I have heard claims that diesels do worse than "real world" driving/seem underrated on the EPA test vs. gasoline powered cars. If so, I really do wish the EPA tests were fixed to get rid of that. The EPA tests don't measure actual fuel consumption either, but rather derive it from tailpipe emissions.

In http://www.edmunds.com/fuel-economy/fuel-sipper-smackdown-2.html, a 29 city/40 highway/33 mpg combined VW Jetta TDI was compared w/a 2010 Prius (51 city/48 highway/50 combined) amongst other cars. In every single test, the Prius handily beat it.

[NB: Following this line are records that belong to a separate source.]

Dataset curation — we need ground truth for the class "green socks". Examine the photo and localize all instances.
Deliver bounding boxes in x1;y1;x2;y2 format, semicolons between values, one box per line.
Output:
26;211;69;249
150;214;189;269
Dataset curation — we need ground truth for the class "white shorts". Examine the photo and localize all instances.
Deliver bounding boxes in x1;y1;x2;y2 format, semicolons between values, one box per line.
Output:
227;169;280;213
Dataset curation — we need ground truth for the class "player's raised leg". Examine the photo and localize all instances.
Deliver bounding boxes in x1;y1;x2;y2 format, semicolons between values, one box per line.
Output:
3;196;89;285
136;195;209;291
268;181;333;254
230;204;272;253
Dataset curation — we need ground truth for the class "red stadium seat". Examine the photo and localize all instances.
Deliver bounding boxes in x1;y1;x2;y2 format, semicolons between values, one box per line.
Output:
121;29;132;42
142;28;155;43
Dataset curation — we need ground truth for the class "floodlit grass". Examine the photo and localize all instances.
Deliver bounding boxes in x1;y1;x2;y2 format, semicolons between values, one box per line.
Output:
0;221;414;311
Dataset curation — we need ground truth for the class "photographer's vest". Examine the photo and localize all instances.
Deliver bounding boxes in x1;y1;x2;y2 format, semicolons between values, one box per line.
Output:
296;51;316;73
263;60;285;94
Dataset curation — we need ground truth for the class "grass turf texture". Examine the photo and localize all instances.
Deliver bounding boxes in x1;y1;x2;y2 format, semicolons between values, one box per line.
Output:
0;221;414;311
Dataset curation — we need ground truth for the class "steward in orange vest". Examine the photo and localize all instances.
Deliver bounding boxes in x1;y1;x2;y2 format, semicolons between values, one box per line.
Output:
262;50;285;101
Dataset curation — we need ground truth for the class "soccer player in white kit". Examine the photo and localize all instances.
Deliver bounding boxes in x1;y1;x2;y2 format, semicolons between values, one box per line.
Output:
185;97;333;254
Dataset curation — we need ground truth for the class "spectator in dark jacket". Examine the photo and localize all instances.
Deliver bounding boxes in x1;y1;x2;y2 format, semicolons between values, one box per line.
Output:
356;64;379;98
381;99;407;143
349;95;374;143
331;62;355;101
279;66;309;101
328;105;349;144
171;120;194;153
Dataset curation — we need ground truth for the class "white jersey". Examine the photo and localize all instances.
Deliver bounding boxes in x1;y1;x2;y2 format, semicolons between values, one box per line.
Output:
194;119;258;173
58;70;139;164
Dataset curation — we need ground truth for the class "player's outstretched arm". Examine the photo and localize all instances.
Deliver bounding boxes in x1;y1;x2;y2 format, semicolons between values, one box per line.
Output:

EPA numbers at http://www.fueleconomy.gov/feg/Find.do?action=sbs&id=25262&id=26425.

None of the TDI cars at http://www.consumerreports.org/cro/2012/02/the-most-fuel-efficient-cars/index.htm?loginMethod=auto beat the Prius in overall, city, nor highway mpg in their tests (highway being at 65 mph). 

http://www.fueleconomy.gov/feg/Find.do?action=sbs&id=31578&id=31585&id=31575&id=31593 are the EPA numbers for the '12 models of the TDIs I saw there.


----------



## Jim Frye (Mar 16, 2011)

And yet another article:

Five Things We Dislike About The 2014 Chevrolet Cruze Diesel | GM Authority


----------



## Aussie (Sep 16, 2012)

By what I have read on this thread only 5% of people will buy the diesel, so it doesn't matter what is written at least 5% of Cruze drivers will have a knowing smile on their face because it is about enjoying your ride and still not going broke to drive it. You really have to live with one for a while and most people will get hooked on their ride.


----------



## Jim Frye (Mar 16, 2011)

A little more information from GM Authority.

GM’s 2.0-Liter Turbo-Diesel To Run Cleaner In U.S. Than In Europe | GM Authority


----------



## gulfcoastguy (Feb 21, 2013)

cwerdna said:


> We don't know its city nor combined mileage.
> 
> This diesel Cruze MSRP is more than a Prius (liftback) Two. Diesel costs more than regular unleaded most of the year. Right now, per http://www.fuelgaugereport.com/, regular unleaded is averaging $3.567 while diesel's at $4.019.
> 
> ...


My 2013 Volkswagen TDI Sportswagen 6 speed manual transmission has gotten between 39.5 and 44 mpg on every tank so far. I have every receit and hand calculated the mileage. The 2 out of 9 tanks that got less than 42 were exclusively city driving with short trips. By the MFG guage I've gotten as high as 51 on the highway but I've yet done a trip long enough not to include some city driving. The epa rating on my car was 42 highway 26 city or a combined 34. May I suggest checking fuelly.com for real life mpg records?


----------



## 98sonoma (Nov 30, 2010)

gulfcoastguy said:


> My 2013 Volkswagen TDI Sportswagen 6 speed manual transmission has gotten between 39.5 and 44 mpg on every tank so far. I have every receit and hand calculated the mileage. The 2 out of 9 tanks that got less than 42 were exclusively city driving with short trips. By the MFG guage I've gotten as high as 51 on the highway but I've yet done a trip long enough not to include some city driving. The epa rating on my car was 42 highway 26 city or a combined 34. May I suggest checking fuelly.com for real life mpg records?



Agreed. My 2006 Jetta was a blast to drive (lots of torque) and I still was able to pull 40-45mpg COMBINED every tank. I drove the crap out of that car too. I'm sure the driving experience is better in a diesel than a Prius, but I still don't think it will beat a Prius in these tests cwerdna is talking about.


----------



## gulfcoastguy (Feb 21, 2013)

98sonoma said:


> Agreed. My 2006 Jetta was a blast to drive (lots of torque) and I still was able to pull 40-45mpg COMBINED every tank. I drove the crap out of that car too. I'm sure the driving experience is better in a diesel than a Prius, but I still don't think it will beat a Prius in these tests cwerdna is talking about.


Perhaps it won't beat the Prius in absolute fuel cost per mile though the Prius isn't going to get the epa mpg at real highway speeds using 10% ethanol(soon to go to 15%). There is also the safety ratings(see small offset crash test on youtube), acceleration, ride, expected lifespan, and insurance costs to consider. If I did exclusively congested city driving I might consider the regular Prius but not the C or the V.

I am interested in how the Cruze diesel is going to do. There are only 2 VW dealerships in my state. If you have a diesel you want to be within easy driving distance of a dealership for maintenance. Besides if there are enough diesels maybe the government will stop trying to stick it to diesel twice as hard as for gas in fuel taxes and who can use HOV lanes.


----------



## 98sonoma (Nov 30, 2010)

I'm open to another diesel, and hoping the Cruze lives up to what Chevrolet has promised. They haven't even released EPA figures yet, but I hear they are a tad better than the current Jetta...only time will tell. 

I also wish the government would back diesel consumer vehicles more, instead of just hybrids.


----------